Increasing coral resistance


While climate change continues to threaten coral reefs, scientists from Australia and Hawaii are collaborating to research whether corals can adapt to changing marine conditions.

The Gates Coral Lab in Kaneohe, Hawaii, studies the impacts of environmental change on coral reefs. Their research provides crucial insights into the current environmental conditions corals are facing and their capability to adapt.


A major goal of the Gates Lab is to increase the resistance of corals to changing environmental conditions. Not all corals bleach at the same time and at the same pace. This means that between patches of bleached coral, alive and growing coral can sometimes be found. Researchers cross-breed some of these better adapted corals to further enhance their resistance.

Hope could also come from an attempt by these researchers to “train” corals to become more resistant. This is achieved by exposing pieces of coral to successive periods of warmer and more acidic water using experimental tanks to simulate future ocean conditions. Exposing coral to such stresses may accelerate the organism’s adaptation process. The researchers have already found that the offspring of coral exposed to stress can cope better with harsh conditions than offspring that were not exposed. The inheritance of resistance-enhancing traits is fundamental for coral survival.

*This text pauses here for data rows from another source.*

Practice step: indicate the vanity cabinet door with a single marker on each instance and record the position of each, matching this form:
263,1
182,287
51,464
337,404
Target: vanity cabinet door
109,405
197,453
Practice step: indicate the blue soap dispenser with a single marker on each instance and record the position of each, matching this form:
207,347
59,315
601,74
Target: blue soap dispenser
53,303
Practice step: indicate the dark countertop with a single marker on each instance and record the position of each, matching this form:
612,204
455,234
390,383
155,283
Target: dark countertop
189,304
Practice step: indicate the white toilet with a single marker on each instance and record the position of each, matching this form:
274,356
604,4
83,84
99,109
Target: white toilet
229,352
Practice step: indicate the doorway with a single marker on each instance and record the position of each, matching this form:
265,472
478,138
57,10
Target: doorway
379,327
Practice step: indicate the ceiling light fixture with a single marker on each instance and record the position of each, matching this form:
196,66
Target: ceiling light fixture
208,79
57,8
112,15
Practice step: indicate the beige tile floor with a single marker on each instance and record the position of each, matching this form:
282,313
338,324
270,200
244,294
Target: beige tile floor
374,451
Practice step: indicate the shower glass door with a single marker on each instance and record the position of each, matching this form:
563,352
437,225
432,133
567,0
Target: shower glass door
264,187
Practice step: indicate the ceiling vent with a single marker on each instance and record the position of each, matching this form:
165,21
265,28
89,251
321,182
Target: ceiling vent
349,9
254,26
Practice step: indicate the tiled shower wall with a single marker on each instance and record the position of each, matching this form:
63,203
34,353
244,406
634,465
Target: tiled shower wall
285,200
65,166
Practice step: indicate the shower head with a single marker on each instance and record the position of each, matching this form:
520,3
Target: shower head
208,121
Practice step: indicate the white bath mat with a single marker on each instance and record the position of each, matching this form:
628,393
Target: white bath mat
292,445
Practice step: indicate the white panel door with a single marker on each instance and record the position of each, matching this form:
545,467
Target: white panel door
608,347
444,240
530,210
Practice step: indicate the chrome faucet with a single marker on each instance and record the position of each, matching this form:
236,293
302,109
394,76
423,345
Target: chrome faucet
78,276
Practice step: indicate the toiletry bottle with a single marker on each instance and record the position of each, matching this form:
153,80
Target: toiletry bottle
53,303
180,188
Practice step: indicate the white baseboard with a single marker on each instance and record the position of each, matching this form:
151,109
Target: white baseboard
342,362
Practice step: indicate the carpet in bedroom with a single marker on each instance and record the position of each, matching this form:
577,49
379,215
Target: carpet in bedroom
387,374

Can human intervention help?


While there is potential for a small number of reefs to become more resistant to climate change in the short term using this research, ocean temperature rise and ocean acidification will continue to increase as climate change continues. Unfortunately the major dilemma with this research is the capacity to scale up the project to a size of any significance. Additionally, adaptation of corals naturally takes hundreds and thousands of years. As waters continue to increase in temperature, there is no guarantee they will survive, regardless of any resistance ‘training’ that has occurred. Curbing sea temperatures and ocean acidification is crucial for the survival of coral. Reducing our greenhouse gas emissions is the most important action we can take if we are to have any chance to protect our coral reefs.